One of our current clients has their development and QA databases as separate SQL Server instances on the same server. There a number of reasons why I don’t care for that approach, but that’s another post. We also needed to use this same server as the host for both the development and QA versions of the SSIS packages. This posed a problem, as the both versions of the package would pick up the same environment variable, so we would only be able to run for one environment at a time.

My initial thought was to use the /CONN switch of DTEXEC utility to override the Configuration connection. Unfortunately, this didn’t work. As best as I can tell, based on some information here and my own testing, the order of events at package load time is:

  1. Configurations are applied, based on what is set in the package at design time.
  2. Any /ConfigFile, /Connection, and /Set values are applied.
  3. Package validation is run.
  4. The package is executed.

Basically, what this boils down to is that there is no way to override a SQL Server configuration from the command line. Even setting the Configuration connection manager from an XML configuration on the command line doesn’t work, because by the time it is applied, the design time configuration is has already been set. Setting the connection string doesn’t force the configurations to be reapplied.
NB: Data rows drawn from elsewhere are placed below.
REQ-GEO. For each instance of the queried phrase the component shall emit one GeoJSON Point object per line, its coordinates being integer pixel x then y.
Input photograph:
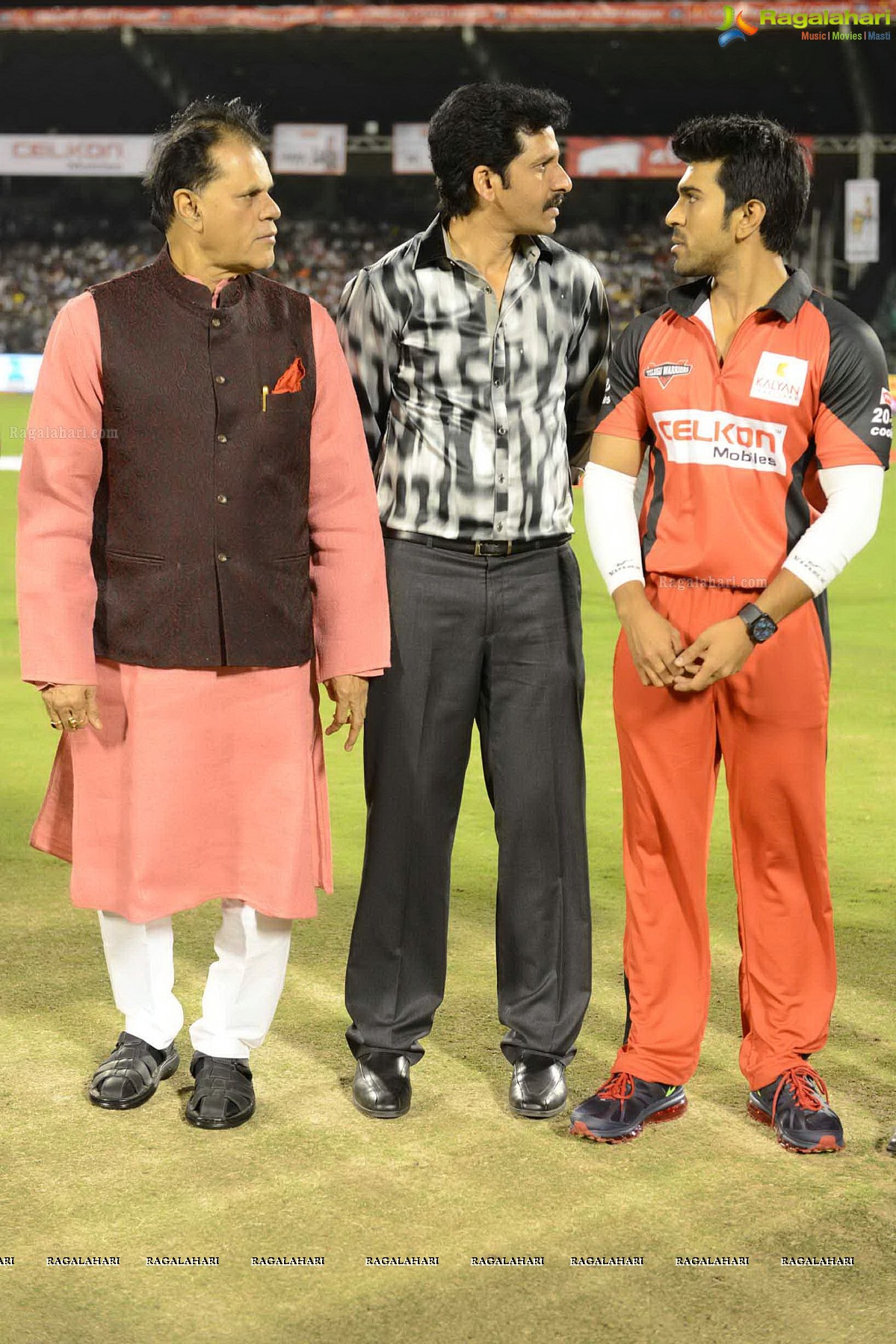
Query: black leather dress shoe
{"type": "Point", "coordinates": [382, 1086]}
{"type": "Point", "coordinates": [131, 1074]}
{"type": "Point", "coordinates": [223, 1096]}
{"type": "Point", "coordinates": [537, 1088]}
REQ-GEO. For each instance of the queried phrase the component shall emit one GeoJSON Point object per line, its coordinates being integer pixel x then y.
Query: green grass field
{"type": "Point", "coordinates": [460, 1177]}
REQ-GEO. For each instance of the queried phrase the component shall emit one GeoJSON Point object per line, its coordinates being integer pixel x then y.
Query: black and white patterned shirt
{"type": "Point", "coordinates": [475, 412]}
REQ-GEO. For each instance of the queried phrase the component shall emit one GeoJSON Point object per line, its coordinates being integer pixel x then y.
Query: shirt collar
{"type": "Point", "coordinates": [433, 246]}
{"type": "Point", "coordinates": [786, 301]}
{"type": "Point", "coordinates": [192, 292]}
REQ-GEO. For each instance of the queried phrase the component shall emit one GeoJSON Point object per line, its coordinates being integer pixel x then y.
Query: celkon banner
{"type": "Point", "coordinates": [621, 156]}
{"type": "Point", "coordinates": [316, 151]}
{"type": "Point", "coordinates": [74, 156]}
{"type": "Point", "coordinates": [862, 221]}
{"type": "Point", "coordinates": [410, 148]}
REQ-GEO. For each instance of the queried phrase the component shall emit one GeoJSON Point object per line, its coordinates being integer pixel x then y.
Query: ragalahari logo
{"type": "Point", "coordinates": [735, 30]}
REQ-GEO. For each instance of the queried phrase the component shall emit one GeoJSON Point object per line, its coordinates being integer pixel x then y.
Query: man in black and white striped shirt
{"type": "Point", "coordinates": [478, 351]}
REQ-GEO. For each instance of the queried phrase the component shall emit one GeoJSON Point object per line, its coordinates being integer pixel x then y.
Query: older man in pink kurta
{"type": "Point", "coordinates": [199, 769]}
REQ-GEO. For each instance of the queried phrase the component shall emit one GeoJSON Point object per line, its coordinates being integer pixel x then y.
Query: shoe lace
{"type": "Point", "coordinates": [617, 1088]}
{"type": "Point", "coordinates": [806, 1085]}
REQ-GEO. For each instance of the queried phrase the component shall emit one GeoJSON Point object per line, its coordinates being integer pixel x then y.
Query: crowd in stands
{"type": "Point", "coordinates": [38, 277]}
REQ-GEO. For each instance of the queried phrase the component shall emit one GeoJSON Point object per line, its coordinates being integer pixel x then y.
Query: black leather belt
{"type": "Point", "coordinates": [445, 543]}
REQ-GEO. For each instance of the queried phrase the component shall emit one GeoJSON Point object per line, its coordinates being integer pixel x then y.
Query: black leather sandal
{"type": "Point", "coordinates": [223, 1096]}
{"type": "Point", "coordinates": [131, 1074]}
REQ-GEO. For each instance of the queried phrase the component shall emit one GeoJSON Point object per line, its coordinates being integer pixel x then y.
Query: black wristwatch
{"type": "Point", "coordinates": [759, 624]}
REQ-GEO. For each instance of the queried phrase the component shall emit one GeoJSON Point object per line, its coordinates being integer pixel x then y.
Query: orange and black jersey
{"type": "Point", "coordinates": [735, 448]}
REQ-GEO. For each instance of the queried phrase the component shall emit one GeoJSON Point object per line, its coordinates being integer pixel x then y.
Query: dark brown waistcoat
{"type": "Point", "coordinates": [200, 522]}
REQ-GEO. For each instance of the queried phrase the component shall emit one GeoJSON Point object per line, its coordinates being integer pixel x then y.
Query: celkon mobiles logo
{"type": "Point", "coordinates": [714, 439]}
{"type": "Point", "coordinates": [735, 30]}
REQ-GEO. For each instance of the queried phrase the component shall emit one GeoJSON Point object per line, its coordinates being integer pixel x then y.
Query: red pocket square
{"type": "Point", "coordinates": [291, 379]}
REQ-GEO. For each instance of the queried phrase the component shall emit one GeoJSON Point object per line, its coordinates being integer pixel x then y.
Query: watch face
{"type": "Point", "coordinates": [762, 629]}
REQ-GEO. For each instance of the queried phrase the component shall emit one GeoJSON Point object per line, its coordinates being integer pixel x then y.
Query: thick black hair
{"type": "Point", "coordinates": [182, 152]}
{"type": "Point", "coordinates": [759, 161]}
{"type": "Point", "coordinates": [481, 124]}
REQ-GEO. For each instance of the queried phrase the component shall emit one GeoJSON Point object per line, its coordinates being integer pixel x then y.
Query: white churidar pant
{"type": "Point", "coordinates": [242, 990]}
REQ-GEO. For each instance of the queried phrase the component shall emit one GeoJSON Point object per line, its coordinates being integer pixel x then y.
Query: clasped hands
{"type": "Point", "coordinates": [661, 659]}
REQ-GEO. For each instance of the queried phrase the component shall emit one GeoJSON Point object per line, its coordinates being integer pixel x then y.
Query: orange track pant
{"type": "Point", "coordinates": [769, 724]}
There are a few workarounds for this. You could apply an XML configuration at runtime to override all the configured values in the package, but that defeats the purpose of using SQL Server configurations. We ended up with a different approach, that still lets us use the SQL Server configurations. By setting the environment variable up as a user variable, we can override it based on the user account that the packages are run under. This has a few caveats as well. For one, you need a separate account for each unique environment (not unnecessarily a bad thing). Another is that you can’t use the Integration Services job step type to run the package. Evidently, it doesn’t create a full user session, which is needed to access user environment variables. You can work around it by using the CmdExec job step type.

If you find yourself needing to support multiple environments on the same server, using configurations can be difficult. Hopefully, this information will be helpful for determining the best approach.